If you have a blog that is content rich and you monetize it with ads, then a page builder designs like Divi, Beaver and Wix may not be suitable.
Page builders are really popular if you wish to build professional looking websites yourself. Even many web developers utilize page builders to build websites that their client want.
However, if you have a blog with a lot of blog posts, then you may notice it is not suitable and wonder why. Could it be something wrong with you that you do not seems to agree with the majority?
Well, I am here to say that you are not wrong in your thoughts.
Granted, page builders create awesome sites- hence they are very suited if you wish to create sales pages, landing pages, homepage, call-to-action page like to subscribe for a newsletter and portfolio page. They are also suitable for company websites whereby design is very important…. and usually such websites are not wordy.
I speak of this from my personal experience- I have attempted to switch the theme of one of my blogs to Divi by Elegant themes. However I had some problems with the blog post format. After switching to the theme, I find that the blog post format is no longer that optimized- whereby my usual ads placement looked awkward and are stretched:

Then I switched back to Thesis and found to my horror that the Divi theme left a lot of coding mess to my page. Fortunately I did not go to far ahead hence I was able to manually correct the mistake (I know that installing the Divi builder plugin will help but I find the plugin a bit intrusive).
I am still a loyal Thesis wordpress theme users because I am used to the Skin Editor function to create my own custom pages and sidebars.
Later I did try to experiment with a page builder because I would want certain pages to appear in a more well designed look.
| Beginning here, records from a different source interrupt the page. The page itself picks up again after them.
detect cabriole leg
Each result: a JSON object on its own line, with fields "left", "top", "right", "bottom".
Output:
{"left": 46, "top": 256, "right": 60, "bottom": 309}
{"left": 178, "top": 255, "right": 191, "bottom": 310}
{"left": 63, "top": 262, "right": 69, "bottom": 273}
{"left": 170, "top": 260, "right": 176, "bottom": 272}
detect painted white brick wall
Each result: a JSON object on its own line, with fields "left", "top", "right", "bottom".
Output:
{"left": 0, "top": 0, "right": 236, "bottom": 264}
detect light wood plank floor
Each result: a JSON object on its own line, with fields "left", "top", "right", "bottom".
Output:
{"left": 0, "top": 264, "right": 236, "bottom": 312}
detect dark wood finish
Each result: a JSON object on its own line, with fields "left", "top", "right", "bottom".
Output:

I tried Elementor and find that it integrates well with Thesis.
I just download the free version of the Elementor plugin and build selected landing pages like this one using Elementor and was quite happy with the look and feel of it.
Initially, I made some of the landing pages that I have build using Elementor as my homepage but eventually, I removed changed back to the original versions because:
- the page loading time of my main pages increased increasing bounce rate
- I dwell more into my Analytics and figured that the visitors are coming for the content more than the presentation. I write blogs on Health and Travel where visitors find my site because they were searching for information or solutions to certain issues that they are having.
- I want to continue to serve the interest of the readers and somehow, if I used page builder format, I am not able to freely display the elements that I want such as lists of other articles they could read
- between 50% to 60% of my readers are accessing to my site via mobile. In a mobile browser, most pages looked similar. The most important thing is that they must be responsive.
- it is harder to integrate ads seamlessly into my blog post. In a page builder, ads looked very obvious.
Above are the factors that made me switch back to my regular theme. The setup is simple and the navigation links are clear. And I could then focus on what I do best, which is coming up with content.